Hoe kom je er eigenlijk toe om bloemenboerin te worden?
‘Ik ben opgegroeid vlak bij een oude boerderij, waar mijn papa een grote moestuin had. Als kind vond ik het fantastisch om met mijn handen in de aarde te zitten. Ik wist al snel dat ik iets met landbouw wilde doen. Na mijn studie biologie ben ik als seizoenarbeider bij een bioboer gaan werken en heb ik mee een bioboerderij opgestart. Intussen was ik ook aan de slag gegaan bij Landwijzer, een opleidingscentrum voor biologische landbouw. Op een stukje veld van de boerderij waar ik werkte, ben ik bloemen beginnen te zaaien om te verkopen aan de klanten. Het viel me op hoe enthousiast iedereen reageerde op een boeketje verse bloemen. Van verse groenten zag ik mensen nooit zo blij worden. (lacht) Bloemen zijn voedsel voor de ziel. Ze kunnen troost bieden, je doen stilstaan of laten genieten.’
‘In de meeste bloemenwinkels en supermarkten in ons land vind je vooral geïmporteerde bloemen. Vaak worden die ingevlogen uit lageloonlanden als Kenia en Ecuador, waar ze geteeld worden door slechtbetaalde arbeiders. Bloementeelt vraagt bovendien zeer veel water, terwijl in veel van die landen al waterschaarste heerst. Ook het pesticidegebruik is een probleem. In de bloementeelt zijn de regels nog veel minder streng dan in de groenteteelt. Eigenlijk is het een heel vervuilende industrie. Weinig mensen weten dat, al heb ik het gevoel dat het bewustzijn groeit.’

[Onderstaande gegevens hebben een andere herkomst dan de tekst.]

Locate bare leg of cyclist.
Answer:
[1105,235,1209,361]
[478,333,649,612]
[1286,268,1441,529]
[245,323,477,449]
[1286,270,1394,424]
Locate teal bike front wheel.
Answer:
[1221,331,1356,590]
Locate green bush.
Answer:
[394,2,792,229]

‘Toen ik in 2016 begon, was er amper kennis over biologische bloementeelt in Vlaanderen, dus moest ik zelf veel proberen en experimenteren. Het boek is een naslagwerk van alles wat ik de voorbije tien jaar geleerd heb. Ik ben heel blij dat ik mijn kennis kan doorgeven. Misschien is dat wel mijn grootste missie: ervoor zorgen dat er steeds meer biologische bloementelers bij komen, of het nu over liefhebbers of professionele kwekers gaat.’